7 Best Portuguese Language Speech Datasets of 2022

Portuguese is one of the most commonly spoken languages in the world. That being said, it’s not always easy to find Portuguese language speech datasets with a specific dialect or type of speech to train your models. 

That’s why we’ve done the hard bit for you. Here at Twine, we’ve searched high and low to find the best Portuguese Language speech datasets.

Are you ready?

Let’s dive into our list of the best Portuguese Language speech datasets in 2022.


Here are our top picks for Portuguese Language speech datasets:

1. How2 Dataset

Created by Sanabria in 2018, the How2 Dataset of instructional videos covers a wide variety of topics across video clips (about 2,000 hours), with word-level time alignments to the ground-truth English subtitles. And 300 hours was translated into Portuguese subtitles., in Portuguese, English language. Containing ~2,000 Hours.

Access the dataset

2. Portuguese SQuAD V1.1 Dataset

Created by Carvalho et al. in 2019, the Portuguese SQuAD v1.1 Portuguese translation of the SQuAD dataset. The translation was performed using the Google Cloud API., in Portuguese language. Containing ~100,000 in JSON file format.

Access the dataset

3. OSCAR Corpus Dataset

Created by Pedro et al. in 2020, the BrWaC (Brazilian Portuguese Web as Corpus) or OSCAR Corpus is a large corpus constructed in our lab following the Wacky framework, which was made public for research purposes., in the Portuguese language.
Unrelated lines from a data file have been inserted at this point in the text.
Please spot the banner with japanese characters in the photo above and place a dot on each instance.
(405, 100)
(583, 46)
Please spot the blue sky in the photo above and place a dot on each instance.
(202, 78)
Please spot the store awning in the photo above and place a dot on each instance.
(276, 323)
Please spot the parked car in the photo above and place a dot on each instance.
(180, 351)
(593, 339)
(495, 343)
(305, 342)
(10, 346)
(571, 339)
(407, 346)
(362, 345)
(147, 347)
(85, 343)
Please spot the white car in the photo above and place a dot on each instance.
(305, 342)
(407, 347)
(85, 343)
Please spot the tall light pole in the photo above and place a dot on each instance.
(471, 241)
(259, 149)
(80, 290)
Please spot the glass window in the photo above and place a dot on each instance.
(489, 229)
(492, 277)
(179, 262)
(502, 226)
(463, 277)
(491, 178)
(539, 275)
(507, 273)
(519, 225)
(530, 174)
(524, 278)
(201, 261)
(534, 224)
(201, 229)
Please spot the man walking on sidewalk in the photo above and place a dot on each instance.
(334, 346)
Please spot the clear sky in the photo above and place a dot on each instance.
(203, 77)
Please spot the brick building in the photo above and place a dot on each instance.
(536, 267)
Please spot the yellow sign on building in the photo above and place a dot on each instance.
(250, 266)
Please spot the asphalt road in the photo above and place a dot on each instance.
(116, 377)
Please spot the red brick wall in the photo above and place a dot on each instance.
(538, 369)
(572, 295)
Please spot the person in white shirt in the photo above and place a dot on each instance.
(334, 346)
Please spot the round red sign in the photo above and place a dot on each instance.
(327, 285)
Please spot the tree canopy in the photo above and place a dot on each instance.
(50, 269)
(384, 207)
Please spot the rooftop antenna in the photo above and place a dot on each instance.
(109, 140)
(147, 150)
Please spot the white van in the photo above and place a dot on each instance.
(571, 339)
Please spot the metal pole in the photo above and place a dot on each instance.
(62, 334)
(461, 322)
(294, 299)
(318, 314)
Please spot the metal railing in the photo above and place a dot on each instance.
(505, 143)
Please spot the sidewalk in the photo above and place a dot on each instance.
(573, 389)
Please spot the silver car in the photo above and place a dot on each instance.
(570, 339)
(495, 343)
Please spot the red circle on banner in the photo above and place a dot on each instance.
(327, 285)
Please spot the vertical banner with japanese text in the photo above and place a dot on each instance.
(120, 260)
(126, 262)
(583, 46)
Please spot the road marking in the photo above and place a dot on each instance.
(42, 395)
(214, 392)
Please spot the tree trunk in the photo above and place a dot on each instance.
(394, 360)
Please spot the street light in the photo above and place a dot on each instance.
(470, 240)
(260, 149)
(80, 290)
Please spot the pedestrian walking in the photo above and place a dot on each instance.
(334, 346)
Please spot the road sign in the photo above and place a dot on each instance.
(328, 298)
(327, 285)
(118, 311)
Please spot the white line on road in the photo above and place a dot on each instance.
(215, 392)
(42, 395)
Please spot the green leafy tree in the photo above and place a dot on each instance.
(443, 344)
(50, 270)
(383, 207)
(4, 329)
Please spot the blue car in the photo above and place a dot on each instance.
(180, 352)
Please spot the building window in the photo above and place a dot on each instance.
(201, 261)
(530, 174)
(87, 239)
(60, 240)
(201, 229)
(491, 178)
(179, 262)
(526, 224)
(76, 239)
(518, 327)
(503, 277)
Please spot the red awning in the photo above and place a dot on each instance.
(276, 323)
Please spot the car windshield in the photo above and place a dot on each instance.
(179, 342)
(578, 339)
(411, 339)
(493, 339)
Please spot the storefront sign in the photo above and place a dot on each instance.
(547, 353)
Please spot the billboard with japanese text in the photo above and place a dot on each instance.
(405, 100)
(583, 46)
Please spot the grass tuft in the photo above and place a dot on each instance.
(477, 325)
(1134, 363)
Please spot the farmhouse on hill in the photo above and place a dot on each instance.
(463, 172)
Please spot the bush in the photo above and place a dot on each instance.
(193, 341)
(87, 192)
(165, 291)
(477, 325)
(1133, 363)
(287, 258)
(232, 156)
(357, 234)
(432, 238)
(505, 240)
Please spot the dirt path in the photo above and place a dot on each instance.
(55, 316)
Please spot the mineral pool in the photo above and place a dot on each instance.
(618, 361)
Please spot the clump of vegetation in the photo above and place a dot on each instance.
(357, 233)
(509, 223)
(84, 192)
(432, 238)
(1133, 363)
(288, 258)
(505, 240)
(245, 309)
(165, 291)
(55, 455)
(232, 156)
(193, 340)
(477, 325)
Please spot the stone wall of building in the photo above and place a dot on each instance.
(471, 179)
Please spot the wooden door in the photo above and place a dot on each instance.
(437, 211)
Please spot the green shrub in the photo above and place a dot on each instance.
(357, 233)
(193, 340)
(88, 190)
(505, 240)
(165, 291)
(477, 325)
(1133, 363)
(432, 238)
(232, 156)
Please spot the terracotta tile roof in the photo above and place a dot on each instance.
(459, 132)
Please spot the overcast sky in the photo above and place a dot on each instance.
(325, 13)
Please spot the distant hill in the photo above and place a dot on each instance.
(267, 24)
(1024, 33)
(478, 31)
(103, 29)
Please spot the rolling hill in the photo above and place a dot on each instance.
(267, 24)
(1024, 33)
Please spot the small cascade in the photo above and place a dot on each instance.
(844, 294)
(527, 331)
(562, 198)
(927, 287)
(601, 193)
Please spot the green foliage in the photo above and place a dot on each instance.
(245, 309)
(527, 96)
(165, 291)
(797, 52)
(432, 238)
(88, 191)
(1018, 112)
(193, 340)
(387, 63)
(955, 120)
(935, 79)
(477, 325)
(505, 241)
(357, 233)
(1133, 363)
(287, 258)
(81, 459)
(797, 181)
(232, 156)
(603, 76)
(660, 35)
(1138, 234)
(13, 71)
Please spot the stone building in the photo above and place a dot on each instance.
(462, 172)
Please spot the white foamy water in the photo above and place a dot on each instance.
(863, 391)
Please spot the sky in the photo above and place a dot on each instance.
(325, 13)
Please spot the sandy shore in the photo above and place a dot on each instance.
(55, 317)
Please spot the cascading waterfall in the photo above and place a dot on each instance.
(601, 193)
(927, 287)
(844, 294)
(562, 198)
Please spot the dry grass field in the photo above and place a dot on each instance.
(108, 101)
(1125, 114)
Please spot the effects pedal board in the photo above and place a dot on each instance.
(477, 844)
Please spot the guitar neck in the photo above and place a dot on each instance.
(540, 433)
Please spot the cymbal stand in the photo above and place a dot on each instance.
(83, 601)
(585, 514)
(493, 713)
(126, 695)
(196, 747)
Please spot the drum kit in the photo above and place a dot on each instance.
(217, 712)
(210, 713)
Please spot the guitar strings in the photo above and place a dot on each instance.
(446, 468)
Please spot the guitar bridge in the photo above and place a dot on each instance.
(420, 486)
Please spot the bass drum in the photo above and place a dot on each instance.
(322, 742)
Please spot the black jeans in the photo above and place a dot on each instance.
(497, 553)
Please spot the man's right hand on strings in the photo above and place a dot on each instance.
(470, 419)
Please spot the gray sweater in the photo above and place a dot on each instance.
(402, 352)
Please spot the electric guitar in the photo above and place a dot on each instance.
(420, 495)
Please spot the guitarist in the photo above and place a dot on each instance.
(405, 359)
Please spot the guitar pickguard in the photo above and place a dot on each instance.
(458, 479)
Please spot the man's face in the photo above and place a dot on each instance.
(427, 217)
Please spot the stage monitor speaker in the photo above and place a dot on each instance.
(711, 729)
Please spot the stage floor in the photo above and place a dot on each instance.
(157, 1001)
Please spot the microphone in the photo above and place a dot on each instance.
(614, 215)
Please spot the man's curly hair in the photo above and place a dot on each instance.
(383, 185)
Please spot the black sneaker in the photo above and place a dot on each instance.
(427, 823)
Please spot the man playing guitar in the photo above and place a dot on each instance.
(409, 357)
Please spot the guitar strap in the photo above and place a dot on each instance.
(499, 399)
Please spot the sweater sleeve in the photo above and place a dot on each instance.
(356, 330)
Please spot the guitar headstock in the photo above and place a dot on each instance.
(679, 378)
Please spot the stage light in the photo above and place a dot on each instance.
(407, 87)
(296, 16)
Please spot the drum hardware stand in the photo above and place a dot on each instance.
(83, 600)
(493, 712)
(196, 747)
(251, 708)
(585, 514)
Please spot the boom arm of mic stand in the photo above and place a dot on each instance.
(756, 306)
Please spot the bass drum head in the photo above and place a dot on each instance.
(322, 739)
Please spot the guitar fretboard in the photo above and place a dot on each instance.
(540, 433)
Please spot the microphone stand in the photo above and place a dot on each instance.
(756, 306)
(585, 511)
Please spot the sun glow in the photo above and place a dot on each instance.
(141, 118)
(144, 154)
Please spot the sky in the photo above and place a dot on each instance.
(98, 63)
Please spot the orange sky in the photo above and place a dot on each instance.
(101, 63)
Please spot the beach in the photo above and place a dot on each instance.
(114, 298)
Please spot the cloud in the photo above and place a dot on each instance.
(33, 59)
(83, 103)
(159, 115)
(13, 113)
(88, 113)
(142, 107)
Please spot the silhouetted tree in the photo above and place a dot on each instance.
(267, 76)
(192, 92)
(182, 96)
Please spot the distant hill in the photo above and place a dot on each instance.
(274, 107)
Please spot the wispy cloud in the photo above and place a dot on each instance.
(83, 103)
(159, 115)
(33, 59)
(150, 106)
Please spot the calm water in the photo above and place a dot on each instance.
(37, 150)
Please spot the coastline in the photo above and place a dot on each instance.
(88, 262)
In-Text file format.

Access the dataset

4. DNLT-BP Dataset

Created by the Datasets of Neuropsychological Language Tests in Brazilian Portuguese (DNLT-BP). This dataset contains data collected from participants in clinical or academic studies and research, by reading and signing the Informed Consent Form, and the research was evaluated and approved by the Research Ethics Committees of the institutions to which they are linked, in the Portuguese language. In-Text file format.

Access the dataset

5. PortugueseGLUE Dataset

The PortugueseGLUE contains a Portuguese translation of the GLUE benchmark and Scitail dataset using the OPUS-MT model and Google Cloud Translation. Collected in the Portuguese language, in Text file format.

Access the dataset

6. TweetSentBR Dataset

Created by 2020, the TweetSentBR contains sentiment polarity classification with 800k tweets in Portuguese divided into positive, negative, and neutral classes. Collected in the Portuguese language, in Text file format

Access the dataset

7. B5 Corpus Dataset

Created by Ramos et al. in 2018, the B5 Corpus Dataset is a collection of Facebook posts, including information about Brazilian authors, like gender, age, personality score (Based on the B5 test), education level, political position, religion, and others., in the Portuguese language. Containing 1012 in CSV file format.

Access the dataset


Wrapping up

To conclude, here are top picks for the best Portuguese Language Speech datasets for your projects:

  1. How2 Dataset
  2. Portuguese SQuAD V1.1 Dataset
  3. OSCAR Corpus Dataset
  4. DNLT-BP Dataset
  5. PortugueseGLUE Dataset
  6. TweetSentBR Dataset
  7. B5 Corpus Dataset

We hope that this list has either helped you find a dataset for your project. Alternatively, we’ve hoped this list has allowed you to realize the myriad of options available to you. 

If there are any datasets you would like us to add to the list then please let us know here.

If you would like to find out more about how we could help build a custom dataset for your project then please don’t hesitate to contact us!

Let us help you do the math – check our AI dataset project calculator.

Ready to learn more? Check out our Dataset Archives:

Twine AI

Harness Twine’s established global community of over 400,000 freelancers from 190+ countries to scale your dataset collection quickly. We have systems to record, annotate and verify custom video datasets at an order of magnitude lower cost than existing methods.